Hijab

Portrait of a girl, 21st century, meant to loo...

Portrait of a girl, 21st century, meant to look vintage (Photo credit: Wikipedia)

This is the speech I did for my ninth Competent Communications manual speech at Toastmasters. The aim of this speech is meant to be to persuade the audience. It is a 5-7 minute speech but I went overtime at just over 8 minutes. I didn’t actually write my speech out word for word, but the points I endeavored to make are listed below. I was meant to do this without notes, but that is just too many stats for me to memorize.

I began my speech by having three other women stand at the front – one wearing skimpy clothing, one wearing conservative casual attire and one wearing long pants, long sleeved shirt and a hijab. I then asked the audience which of the three they felt was more oppressed. After giving them a chance to answer, I made the point that I felt the most oppressed woman there was the one in skimpy clothing, before moving on. In the end, my speech contained the following points:

Head coverings are also worn by Jews, Christians, Hindis and a growing number of Pagans. Many European cultures wear them to indicate marital status or availability.

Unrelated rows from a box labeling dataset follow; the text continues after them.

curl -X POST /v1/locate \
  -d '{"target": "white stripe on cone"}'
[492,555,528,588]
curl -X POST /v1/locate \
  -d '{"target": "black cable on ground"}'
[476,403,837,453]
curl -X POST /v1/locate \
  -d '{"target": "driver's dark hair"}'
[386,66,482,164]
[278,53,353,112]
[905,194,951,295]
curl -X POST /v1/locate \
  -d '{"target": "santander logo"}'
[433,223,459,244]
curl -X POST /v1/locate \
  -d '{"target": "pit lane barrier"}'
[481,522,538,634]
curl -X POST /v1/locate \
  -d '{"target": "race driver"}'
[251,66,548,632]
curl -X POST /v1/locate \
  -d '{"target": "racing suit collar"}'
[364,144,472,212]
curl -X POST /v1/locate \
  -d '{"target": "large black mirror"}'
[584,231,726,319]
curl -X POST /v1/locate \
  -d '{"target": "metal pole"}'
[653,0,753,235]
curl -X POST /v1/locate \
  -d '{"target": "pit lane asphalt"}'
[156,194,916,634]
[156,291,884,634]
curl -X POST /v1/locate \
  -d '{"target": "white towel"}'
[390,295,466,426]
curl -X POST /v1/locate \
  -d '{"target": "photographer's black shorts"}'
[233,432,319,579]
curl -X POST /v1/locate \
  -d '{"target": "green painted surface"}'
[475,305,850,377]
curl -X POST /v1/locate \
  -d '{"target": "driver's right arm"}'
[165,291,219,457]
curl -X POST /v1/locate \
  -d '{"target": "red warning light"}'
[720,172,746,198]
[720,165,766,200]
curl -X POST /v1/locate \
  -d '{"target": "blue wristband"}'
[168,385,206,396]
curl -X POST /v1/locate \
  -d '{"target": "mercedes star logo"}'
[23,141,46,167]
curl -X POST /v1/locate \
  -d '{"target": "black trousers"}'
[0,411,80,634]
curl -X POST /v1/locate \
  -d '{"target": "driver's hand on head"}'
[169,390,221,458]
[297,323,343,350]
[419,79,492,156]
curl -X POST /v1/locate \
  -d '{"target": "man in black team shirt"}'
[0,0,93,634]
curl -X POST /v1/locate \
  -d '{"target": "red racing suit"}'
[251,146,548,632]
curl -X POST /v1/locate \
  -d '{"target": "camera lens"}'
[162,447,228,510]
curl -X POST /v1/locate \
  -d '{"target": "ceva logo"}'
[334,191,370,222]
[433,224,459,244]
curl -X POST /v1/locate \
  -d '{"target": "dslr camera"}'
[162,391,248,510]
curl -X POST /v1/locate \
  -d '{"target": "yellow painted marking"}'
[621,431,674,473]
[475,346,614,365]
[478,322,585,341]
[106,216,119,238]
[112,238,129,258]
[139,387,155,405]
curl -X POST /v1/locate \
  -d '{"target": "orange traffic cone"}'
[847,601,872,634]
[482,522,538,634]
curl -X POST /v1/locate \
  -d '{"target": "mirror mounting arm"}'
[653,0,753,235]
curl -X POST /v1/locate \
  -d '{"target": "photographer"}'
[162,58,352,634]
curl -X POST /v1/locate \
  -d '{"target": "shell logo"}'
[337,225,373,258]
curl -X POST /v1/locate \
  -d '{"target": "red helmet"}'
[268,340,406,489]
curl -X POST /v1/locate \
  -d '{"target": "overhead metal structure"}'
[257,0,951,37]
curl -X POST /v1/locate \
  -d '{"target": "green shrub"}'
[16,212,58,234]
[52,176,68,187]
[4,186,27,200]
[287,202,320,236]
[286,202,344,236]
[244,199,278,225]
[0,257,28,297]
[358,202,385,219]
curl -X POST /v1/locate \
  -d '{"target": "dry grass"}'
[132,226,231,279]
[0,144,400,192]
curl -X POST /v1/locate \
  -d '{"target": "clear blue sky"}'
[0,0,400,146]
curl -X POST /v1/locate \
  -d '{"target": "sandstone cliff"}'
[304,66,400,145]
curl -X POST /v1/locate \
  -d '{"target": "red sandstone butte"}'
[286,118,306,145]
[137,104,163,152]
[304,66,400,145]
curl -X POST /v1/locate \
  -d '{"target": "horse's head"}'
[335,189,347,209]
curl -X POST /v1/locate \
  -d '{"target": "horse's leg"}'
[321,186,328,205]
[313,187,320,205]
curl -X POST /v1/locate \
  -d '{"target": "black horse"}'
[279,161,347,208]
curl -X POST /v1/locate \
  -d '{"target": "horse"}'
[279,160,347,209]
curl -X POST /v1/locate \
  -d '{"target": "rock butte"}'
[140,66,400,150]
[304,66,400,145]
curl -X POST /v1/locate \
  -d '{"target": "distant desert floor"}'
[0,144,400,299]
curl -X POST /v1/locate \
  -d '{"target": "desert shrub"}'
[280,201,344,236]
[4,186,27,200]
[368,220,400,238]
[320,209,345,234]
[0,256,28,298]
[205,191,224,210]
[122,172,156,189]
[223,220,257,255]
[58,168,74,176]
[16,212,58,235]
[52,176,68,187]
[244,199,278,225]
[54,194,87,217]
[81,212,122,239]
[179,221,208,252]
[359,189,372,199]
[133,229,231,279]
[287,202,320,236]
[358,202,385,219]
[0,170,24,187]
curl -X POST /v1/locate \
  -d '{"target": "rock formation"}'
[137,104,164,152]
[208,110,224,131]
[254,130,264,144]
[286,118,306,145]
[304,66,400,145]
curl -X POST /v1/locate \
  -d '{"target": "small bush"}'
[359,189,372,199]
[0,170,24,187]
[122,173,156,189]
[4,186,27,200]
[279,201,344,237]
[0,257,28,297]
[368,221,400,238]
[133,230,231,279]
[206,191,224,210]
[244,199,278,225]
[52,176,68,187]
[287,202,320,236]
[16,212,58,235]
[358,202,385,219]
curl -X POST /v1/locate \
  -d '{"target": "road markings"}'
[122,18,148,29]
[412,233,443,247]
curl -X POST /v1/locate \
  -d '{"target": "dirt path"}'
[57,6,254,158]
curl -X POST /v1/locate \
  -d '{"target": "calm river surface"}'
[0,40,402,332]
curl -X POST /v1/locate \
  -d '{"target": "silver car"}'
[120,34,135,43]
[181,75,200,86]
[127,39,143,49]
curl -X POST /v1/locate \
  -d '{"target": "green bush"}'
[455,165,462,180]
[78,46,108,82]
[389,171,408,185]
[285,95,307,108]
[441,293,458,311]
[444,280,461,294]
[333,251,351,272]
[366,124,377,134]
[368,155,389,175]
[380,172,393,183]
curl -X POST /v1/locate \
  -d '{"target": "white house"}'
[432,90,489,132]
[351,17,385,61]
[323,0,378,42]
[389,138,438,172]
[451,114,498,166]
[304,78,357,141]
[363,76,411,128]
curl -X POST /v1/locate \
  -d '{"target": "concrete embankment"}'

Hijab is not just headscarf.

Men also have rules of dress.

Women are exploited as sexual objects in advertising. Women’s magazine’s downplay a woman’s intellect and spirituality and exaggerate the importance of physical beauty.

In a survey by Teen People magazine, 27% of the girls felt that the media pressures them to have a perfect body. A poll conducted in 1996 by the international ad agency Saatchi & Saatchi found that ads made women fear being unattractive or old.

US women spend an average of $7 billion per year (around $100 a month each) on beauty products and cosmetics.

From an early age girls are brainwashed by emphasis on beauty from toys to ‘princess’ cartoon characters.

Some of the Rights given to women in Islam about 1400 years ago:

1. The right and duty to obtain education.
2. The right to have their own independent property.
3. The right to work to earn money if they need it or want it.
4. Equality of reward for equal deeds.
5. The right to express their opinion and be heard.
6. The right to provisions from the husband for all her needs and more.
7. The right to negotiate marriage terms of her choice.
8. The right to obtain divorce from her husband, even on the grounds that she simply can’t stand him.
9. The right to keep all her own money (she is not responsible to maintain any relations).
10. The right to get sexual satisfaction from her husband.
11. custody of their children after divorce.
12. to refuse any marriage that does not please them
13. The right to vote

Domestic Violence:

  • America: 25%
  • Canada: 29%
  • Australia: 31%
  • New Zealand: 35%
  • India: 70%
  • Egypt: 34%

Rape:

  • Egypt: 0.1/100,000
  • Turkey: 1.4/100,000
  • USA: 28.6/100,000
  • Northern Ireland: 22.3/100,000
  • Rest of UK: 24.1/100,000

Hijab allows focus on intellect and spirituality rather than physical beauty.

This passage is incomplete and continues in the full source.